Effects of Neural Dedifferentiation on the Selectivity of the Magnocellular and Parvocellular Visual Pathways

Open Access
- Author:
- Elbich, Daniel Benjamin
- Graduate Program:
- Psychology
- Degree:
- Doctor of Philosophy
- Document Type:
- Dissertation
- Date of Defense:
- June 17, 2020
- Committee Members:
- Nancy Anne Coulter Dennis, Dissertation Advisor/Co-Advisor
Nancy Anne Coulter Dennis, Committee Chair/Co-Chair
Bradley Paul Wyble, Committee Member
Reginald Adams, Jr., Committee Chair/Co-Chair
Chaleece Wyatt Sandberg, Outside Member
Kristin Ann Buss, Program Head/Chair
Reginald Adams, Jr., Dissertation Advisor/Co-Advisor - Keywords:
- fmri
aging
mvpa
vision
expression
threat detection - Abstract:
- One of the most marvelous aspects of the brain is that areas can be specialized to a specific duty or function.
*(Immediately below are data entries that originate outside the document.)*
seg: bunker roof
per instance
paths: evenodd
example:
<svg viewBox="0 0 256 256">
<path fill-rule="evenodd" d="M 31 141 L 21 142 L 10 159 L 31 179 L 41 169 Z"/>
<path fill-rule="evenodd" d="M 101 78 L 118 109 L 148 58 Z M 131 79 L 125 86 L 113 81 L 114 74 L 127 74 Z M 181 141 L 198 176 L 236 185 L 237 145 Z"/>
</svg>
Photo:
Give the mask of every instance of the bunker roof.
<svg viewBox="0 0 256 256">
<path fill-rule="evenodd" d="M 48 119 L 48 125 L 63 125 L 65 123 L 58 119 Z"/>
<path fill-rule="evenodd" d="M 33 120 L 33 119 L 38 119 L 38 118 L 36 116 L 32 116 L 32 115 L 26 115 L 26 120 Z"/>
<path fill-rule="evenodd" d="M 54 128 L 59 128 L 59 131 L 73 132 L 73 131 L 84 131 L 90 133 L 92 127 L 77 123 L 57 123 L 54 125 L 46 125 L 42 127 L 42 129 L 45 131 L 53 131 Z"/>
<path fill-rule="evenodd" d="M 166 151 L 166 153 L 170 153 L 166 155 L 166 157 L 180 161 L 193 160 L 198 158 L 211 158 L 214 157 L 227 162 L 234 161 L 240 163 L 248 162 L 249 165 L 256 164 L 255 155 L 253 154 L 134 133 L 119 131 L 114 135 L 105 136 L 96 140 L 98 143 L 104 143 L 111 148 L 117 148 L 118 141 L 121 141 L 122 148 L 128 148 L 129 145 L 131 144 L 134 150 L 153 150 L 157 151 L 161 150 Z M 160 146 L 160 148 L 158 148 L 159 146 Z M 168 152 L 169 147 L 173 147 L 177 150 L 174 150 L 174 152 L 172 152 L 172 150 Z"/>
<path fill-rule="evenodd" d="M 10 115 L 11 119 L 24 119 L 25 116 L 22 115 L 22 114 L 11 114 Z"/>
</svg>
Importantly, functional specialization is widespread in the brain and can be observed in multiple different areas of cognition, especially in domain visual processing, However, across the lifespan research has identified a process known as neural dedifferentiation, whereby this specialization in brain regions declines and become less specialized for their function. In this project, I employed state-of-the-art multivariate neuroimaging methodologies to address the following questions: 1) Are there detectable differences in the neural patterns of Magnocellular and Parvocellular biased stimuli, 2) Do these patterns exhibit age-related dedifferentiation their neural response, 2A) Do patterns of dedifferentiation shift in posterior brain regions, 2B) Is there age-related dedifferentiation in the neural responses to Unbiased stimuli, 2C) Is there age-related dedifferentiation in the neural responses to facial expression, and 3) Does this dedifferentiation impact ability to detect threat in either or both visual pathways? I used a previously collected dataset of 102 adult participants spanning 60 years of healthy aging originally collected to measure threat detection. I performed multivariate pattern analyses (MVPA) to determine whether neural representations for visually biased stimuli differed along two primary visual routes, the magnocellular and parvocellular visual pathways. Secondly, these representations were interrogated to determine robustness across healthy aging. Finally, neural patterns for visually stimuli were tested for their relation to detecting facial threat. Overall the results show that neural patterns for visually biased stimuli can be observed in both the magnocellular and parvocellular visual pathways, particularly in anterior frontal and ventral temporal areas of the brain. However, there is little evidence suggesting these representations become less distinct over time or influence threat detection, suggesting that dedifferentiation may not be as ubiquitous as previously thought. This research is the first of its kind to merge visual pathway biasing, multivariate pattern classification, dedifferentiation, and social perception.